En Afrique, un sempiternel problème de gouvernance
Des attentes déçues en Afrique aussi… La situation en a été abordée par Hafsat Abiola (Nigeria), présidente de l’ONG Women in Africa, en ces termes : « Le Nigeria est présenté comme une économie émergente, mais en réalité, les gens sont las d’attendre des améliorations. C’est une chose de se battre au jour le jour, c’en est une autre de se voir déposséder du peu d’argent que l’on a réussi à gagner par un officier de police qui est censé vous protéger ».
Nkosana Donald Moyo (Zimbabwe), fondateur et président du l’Institut Mandela pour les études de développement, ancien ministre de l’Industrie et du commerce extérieur (200-01), a estimé sans complaisance que les « citoyens sont dans la confusion en Afrique et dans le Sud global car ils continuent de vénérer les dirigeants comme les détenteurs du pouvoir, sans se sentir eux-mêmes investis de ce pouvoir qui leur appartient. […] Nous assistons à une reprise de la Ferme des animaux de George Orwell. Les gens rejoignent le jeu pour participer à des comportements néfastes, à cause du patronage ».
Reprenant des thèses répandues dans le monde de la recherche en Afrique, Nkosana Donald Moyo a dénoncé l’intériorisation des comportements coloniaux par les élites africaines, qui les reproduisent de manière « pire que les hommes blancs ». En se rendant à l’étranger pour se faire soigner ou éduquer leurs enfants, ils « nourrissent la perception selon laquelle ce qui est étranger est bon et ce qui est local mauvais ».

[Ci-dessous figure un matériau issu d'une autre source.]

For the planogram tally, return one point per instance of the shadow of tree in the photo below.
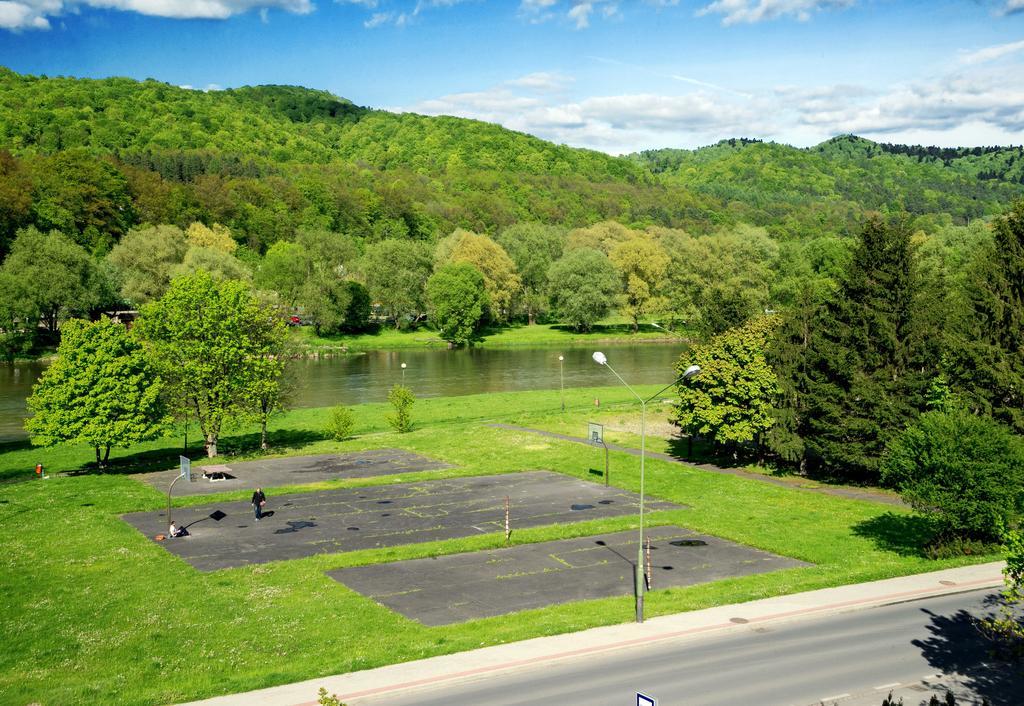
(906, 535)
(167, 457)
(957, 646)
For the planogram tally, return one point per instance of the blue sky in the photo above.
(612, 75)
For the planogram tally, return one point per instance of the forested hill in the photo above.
(278, 124)
(268, 161)
(770, 183)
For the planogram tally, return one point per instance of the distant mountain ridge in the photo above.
(267, 160)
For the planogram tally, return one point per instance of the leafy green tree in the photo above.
(216, 262)
(603, 237)
(357, 312)
(214, 345)
(458, 301)
(284, 271)
(401, 401)
(642, 265)
(145, 258)
(217, 237)
(965, 471)
(100, 390)
(867, 356)
(730, 402)
(534, 247)
(396, 274)
(987, 357)
(85, 198)
(500, 277)
(583, 285)
(340, 423)
(52, 276)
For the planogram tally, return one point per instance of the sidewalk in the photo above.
(436, 670)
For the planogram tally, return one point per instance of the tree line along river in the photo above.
(367, 377)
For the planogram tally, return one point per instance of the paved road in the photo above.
(853, 658)
(784, 482)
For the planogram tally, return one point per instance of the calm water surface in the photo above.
(354, 379)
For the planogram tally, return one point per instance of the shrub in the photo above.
(401, 400)
(965, 471)
(340, 423)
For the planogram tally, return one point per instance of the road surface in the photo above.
(853, 659)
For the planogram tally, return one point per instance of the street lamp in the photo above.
(561, 382)
(601, 359)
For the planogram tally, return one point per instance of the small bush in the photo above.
(963, 470)
(326, 700)
(340, 423)
(401, 400)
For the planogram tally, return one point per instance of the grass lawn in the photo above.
(92, 612)
(539, 335)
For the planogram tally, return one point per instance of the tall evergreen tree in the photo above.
(987, 360)
(866, 365)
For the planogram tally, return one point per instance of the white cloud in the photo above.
(377, 19)
(990, 53)
(581, 14)
(750, 11)
(542, 81)
(1013, 6)
(35, 13)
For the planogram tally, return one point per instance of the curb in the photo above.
(684, 626)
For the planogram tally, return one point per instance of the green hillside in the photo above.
(268, 161)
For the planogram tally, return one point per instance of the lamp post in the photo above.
(561, 382)
(601, 359)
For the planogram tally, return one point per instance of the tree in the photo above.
(52, 276)
(401, 401)
(583, 285)
(867, 368)
(987, 356)
(214, 345)
(284, 271)
(532, 248)
(730, 402)
(458, 300)
(500, 278)
(216, 262)
(145, 258)
(964, 470)
(100, 390)
(642, 264)
(396, 274)
(218, 237)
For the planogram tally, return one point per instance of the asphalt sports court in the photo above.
(482, 584)
(294, 470)
(224, 535)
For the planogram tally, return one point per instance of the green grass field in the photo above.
(94, 613)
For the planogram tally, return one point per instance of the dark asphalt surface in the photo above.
(224, 534)
(852, 659)
(481, 584)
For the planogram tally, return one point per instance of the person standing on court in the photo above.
(259, 500)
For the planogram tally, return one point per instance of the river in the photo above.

Poursuivant dans son élan, Nkosana Donald Moyo s’est interrogé : « Le colonialisme était-il inclusif ? Non ! Se comporter comme un PDG blanc du passé revient à rejouer des attitudes néfastes, au lieu de réformer la société. Paul Kagamé au Rwanda est certes condamné pour son approche des droits de l’homme, mais il est le seul à avoir choisi de se modeler sur un autre exemple, Singapour, en essayant de faire ce qui est bon pour la société. De même, l’Ethiopie sous l’ancien Premier ministre Meles Zenawi a essayé d’ajouter de la valeur à la société ».